In the Prologue of the Composition, Scribonius Largus offers the oldest evidence in the tradition of the Hippocratic oath .

output

  • Sergio Sconocchia (Ed.): Scribonii Largi Compositiones . Teubner, Leipzig 1983
  • Kai Brodersen : Scribonius Largus, The Good Doctor / Compositiones . Latin and German. Marix, Wiesbaden 2016. ISBN 978-3-7374-1017-5

translation

literature

Overview representations

Investigations

  • Innocenzo Mazzini: Due testimoniane altomedievali inedite di Scribonio Largo. In: Rivista di filologia e di istruzione classica 111, 1983, pp. 158-170
  • Sergio Sconocchia: Le fonti e la fortuna di Scribonio Largo. In: Innocenzo Mazzini, Franca Fusco (ed.): I testi di medicina latini antichi: problemi filologici e storici (= Università di Macerata, Pubblicazioni della Facoltà di lettere e filosofia , 28).
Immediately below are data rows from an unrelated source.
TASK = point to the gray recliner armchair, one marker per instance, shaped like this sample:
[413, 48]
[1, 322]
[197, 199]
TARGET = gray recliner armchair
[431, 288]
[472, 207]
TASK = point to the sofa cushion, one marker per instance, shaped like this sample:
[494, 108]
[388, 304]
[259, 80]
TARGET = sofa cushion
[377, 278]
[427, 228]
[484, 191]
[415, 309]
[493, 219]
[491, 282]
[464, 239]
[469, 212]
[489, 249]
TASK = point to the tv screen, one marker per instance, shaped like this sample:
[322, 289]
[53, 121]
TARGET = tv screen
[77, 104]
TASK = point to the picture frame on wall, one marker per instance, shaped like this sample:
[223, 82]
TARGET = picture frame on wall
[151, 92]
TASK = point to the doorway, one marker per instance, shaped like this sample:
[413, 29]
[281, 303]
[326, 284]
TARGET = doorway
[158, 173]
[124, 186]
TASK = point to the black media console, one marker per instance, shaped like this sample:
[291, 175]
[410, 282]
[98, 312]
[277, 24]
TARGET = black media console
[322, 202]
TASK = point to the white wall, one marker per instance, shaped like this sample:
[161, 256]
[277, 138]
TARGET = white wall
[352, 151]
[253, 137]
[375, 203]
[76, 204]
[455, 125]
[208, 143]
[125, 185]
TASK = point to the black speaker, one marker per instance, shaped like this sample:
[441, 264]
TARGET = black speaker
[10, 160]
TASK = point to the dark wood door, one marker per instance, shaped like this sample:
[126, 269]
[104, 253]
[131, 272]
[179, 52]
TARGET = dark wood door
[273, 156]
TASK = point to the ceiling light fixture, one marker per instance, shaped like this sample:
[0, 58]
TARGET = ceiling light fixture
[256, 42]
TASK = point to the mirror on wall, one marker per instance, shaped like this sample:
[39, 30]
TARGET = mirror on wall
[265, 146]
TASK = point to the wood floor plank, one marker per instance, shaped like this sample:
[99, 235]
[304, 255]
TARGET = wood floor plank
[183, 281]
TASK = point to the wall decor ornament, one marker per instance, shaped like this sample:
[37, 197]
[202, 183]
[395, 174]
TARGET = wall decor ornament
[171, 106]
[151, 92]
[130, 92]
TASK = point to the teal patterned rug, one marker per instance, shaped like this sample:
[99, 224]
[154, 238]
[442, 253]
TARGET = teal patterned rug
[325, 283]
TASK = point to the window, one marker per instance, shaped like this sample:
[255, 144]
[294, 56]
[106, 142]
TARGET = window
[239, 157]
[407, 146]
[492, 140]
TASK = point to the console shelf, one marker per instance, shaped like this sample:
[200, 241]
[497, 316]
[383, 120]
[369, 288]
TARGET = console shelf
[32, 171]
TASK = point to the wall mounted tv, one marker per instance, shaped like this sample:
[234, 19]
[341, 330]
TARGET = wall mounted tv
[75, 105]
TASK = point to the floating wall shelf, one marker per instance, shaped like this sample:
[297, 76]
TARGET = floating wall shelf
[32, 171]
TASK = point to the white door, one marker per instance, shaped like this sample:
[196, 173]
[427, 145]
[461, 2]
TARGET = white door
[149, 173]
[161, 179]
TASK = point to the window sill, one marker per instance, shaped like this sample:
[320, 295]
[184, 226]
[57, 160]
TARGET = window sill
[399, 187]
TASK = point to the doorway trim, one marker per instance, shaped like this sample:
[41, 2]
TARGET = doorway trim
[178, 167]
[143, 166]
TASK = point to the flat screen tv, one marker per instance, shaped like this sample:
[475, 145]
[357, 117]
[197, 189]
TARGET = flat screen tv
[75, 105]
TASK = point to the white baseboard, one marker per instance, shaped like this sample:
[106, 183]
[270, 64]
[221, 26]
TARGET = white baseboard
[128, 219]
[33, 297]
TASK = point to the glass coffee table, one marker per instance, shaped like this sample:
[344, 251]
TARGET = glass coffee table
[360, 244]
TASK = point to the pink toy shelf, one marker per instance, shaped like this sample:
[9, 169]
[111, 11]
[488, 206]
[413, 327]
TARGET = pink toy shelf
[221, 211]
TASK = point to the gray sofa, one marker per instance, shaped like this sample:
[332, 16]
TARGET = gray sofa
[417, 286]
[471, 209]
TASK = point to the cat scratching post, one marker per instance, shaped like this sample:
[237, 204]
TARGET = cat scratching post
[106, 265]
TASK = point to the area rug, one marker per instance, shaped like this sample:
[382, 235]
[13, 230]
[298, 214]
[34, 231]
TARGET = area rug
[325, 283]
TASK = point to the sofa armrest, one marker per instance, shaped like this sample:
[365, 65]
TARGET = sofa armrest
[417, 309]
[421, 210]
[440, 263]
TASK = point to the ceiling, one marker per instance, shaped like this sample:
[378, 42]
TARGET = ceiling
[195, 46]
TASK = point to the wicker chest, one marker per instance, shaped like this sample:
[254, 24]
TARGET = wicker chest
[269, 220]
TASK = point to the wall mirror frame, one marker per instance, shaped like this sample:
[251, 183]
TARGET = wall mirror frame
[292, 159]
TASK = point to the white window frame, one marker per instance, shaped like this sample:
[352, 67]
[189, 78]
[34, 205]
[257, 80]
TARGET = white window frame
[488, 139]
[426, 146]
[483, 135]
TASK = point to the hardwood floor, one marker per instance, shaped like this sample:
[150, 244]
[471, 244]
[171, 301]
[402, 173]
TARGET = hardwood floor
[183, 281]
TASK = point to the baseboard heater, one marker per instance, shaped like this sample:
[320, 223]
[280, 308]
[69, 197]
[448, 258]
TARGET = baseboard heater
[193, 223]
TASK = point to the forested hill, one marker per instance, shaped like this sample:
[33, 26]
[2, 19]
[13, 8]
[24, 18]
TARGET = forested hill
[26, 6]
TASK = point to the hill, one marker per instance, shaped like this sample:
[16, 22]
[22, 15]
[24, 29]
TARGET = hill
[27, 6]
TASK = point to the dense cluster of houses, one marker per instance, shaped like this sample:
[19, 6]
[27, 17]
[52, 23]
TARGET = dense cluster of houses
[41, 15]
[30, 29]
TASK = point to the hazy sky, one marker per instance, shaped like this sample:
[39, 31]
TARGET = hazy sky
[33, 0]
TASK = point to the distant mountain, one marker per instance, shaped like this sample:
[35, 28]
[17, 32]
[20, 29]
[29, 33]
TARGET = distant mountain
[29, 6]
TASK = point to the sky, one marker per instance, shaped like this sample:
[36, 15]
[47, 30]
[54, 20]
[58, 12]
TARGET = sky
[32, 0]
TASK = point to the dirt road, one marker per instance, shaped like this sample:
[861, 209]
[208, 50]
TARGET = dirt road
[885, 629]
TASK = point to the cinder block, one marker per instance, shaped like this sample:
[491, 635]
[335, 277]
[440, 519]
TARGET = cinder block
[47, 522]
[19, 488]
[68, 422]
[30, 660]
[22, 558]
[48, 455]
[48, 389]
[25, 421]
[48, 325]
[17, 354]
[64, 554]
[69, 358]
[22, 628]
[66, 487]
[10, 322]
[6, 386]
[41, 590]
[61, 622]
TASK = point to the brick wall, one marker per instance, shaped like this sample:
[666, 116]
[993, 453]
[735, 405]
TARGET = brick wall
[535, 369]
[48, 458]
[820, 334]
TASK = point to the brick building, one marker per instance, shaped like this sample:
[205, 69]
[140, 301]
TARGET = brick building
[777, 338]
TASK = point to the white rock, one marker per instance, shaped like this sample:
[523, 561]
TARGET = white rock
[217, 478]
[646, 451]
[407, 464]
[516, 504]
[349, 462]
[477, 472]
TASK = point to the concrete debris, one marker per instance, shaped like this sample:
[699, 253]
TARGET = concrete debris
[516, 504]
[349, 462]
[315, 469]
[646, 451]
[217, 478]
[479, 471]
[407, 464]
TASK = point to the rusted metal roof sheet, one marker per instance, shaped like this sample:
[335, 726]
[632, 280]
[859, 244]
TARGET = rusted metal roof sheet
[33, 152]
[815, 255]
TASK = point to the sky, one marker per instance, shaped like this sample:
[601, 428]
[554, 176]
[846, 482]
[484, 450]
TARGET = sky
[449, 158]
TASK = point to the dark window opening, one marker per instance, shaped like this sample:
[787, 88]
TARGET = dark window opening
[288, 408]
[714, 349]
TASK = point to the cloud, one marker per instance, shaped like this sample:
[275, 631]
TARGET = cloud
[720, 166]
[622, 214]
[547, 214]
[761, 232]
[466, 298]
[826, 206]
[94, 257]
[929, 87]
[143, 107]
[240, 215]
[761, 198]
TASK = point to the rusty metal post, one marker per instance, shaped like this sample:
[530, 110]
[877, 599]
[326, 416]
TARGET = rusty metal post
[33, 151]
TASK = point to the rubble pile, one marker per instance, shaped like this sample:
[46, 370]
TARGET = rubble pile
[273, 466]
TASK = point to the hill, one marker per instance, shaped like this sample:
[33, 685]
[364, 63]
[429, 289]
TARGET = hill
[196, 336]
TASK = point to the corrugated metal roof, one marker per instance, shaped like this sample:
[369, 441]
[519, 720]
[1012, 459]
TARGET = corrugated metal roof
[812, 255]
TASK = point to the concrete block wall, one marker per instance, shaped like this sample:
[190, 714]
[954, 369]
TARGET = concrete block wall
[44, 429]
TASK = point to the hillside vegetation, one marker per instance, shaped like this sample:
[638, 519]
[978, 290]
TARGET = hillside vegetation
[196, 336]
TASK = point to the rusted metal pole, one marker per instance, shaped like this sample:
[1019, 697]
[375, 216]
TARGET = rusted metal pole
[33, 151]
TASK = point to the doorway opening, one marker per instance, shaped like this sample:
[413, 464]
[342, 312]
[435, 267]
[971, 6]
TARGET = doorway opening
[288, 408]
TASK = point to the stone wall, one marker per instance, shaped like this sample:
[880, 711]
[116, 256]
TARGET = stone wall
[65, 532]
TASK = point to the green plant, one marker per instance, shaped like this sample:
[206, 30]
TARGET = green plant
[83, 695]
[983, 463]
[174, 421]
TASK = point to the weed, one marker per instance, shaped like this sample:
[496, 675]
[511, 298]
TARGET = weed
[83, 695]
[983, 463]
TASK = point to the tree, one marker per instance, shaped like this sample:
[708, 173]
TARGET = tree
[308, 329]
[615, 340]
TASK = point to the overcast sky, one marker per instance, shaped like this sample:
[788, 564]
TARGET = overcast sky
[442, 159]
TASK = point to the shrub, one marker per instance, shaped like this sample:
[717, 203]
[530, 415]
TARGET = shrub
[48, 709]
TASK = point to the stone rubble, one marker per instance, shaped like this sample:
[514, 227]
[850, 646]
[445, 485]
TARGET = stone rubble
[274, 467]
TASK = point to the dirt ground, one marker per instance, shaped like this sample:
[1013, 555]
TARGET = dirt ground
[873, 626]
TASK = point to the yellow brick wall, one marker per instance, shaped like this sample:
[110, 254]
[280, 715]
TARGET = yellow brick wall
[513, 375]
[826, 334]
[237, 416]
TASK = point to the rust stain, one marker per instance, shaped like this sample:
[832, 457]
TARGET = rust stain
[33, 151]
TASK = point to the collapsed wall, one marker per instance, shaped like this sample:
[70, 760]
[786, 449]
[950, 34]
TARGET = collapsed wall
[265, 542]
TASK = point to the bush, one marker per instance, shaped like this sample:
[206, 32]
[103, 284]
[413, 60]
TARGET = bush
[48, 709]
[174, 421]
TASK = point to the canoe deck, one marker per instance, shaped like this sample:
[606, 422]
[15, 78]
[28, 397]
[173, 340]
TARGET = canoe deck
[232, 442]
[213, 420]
Bretschneider, Rome 1985, ISBN 88-7689-003-3 , pp. 151-213

concordance

  • Sergio Sconocchia (Ed.): Concordantiae Scribonianae . Olms-Weidmann, Hildesheim [u. a.] 1988 (= Alpha - Omega, Series A, 92), ISBN 3-487-09116-X

Web links

Individual evidence

  1. Scrib. Larg. 94; 171. Sa https://de.wikisource.org/wiki/RE:Appuleius_20 .
  2. Ortrun Riha : The structure principle "a capite ad calcem" and the localism in the surgical understanding of disease. The diagnosis key of the Surgical University Clinic Göttingen 1912–1958. In: Würzburger medical history reports 12, 1994, pp. 299-313.
  3. Christina Becela-Deller: Ruta graveolens L. A medicinal plant in terms of art and cultural history. (Mathematical and natural scientific dissertation Würzburg 1994) Königshausen & Neumann, Würzburg 1998 (= Würzburg medical-historical research. Volume 65), ISBN 3-8260-1667-X , p. 235.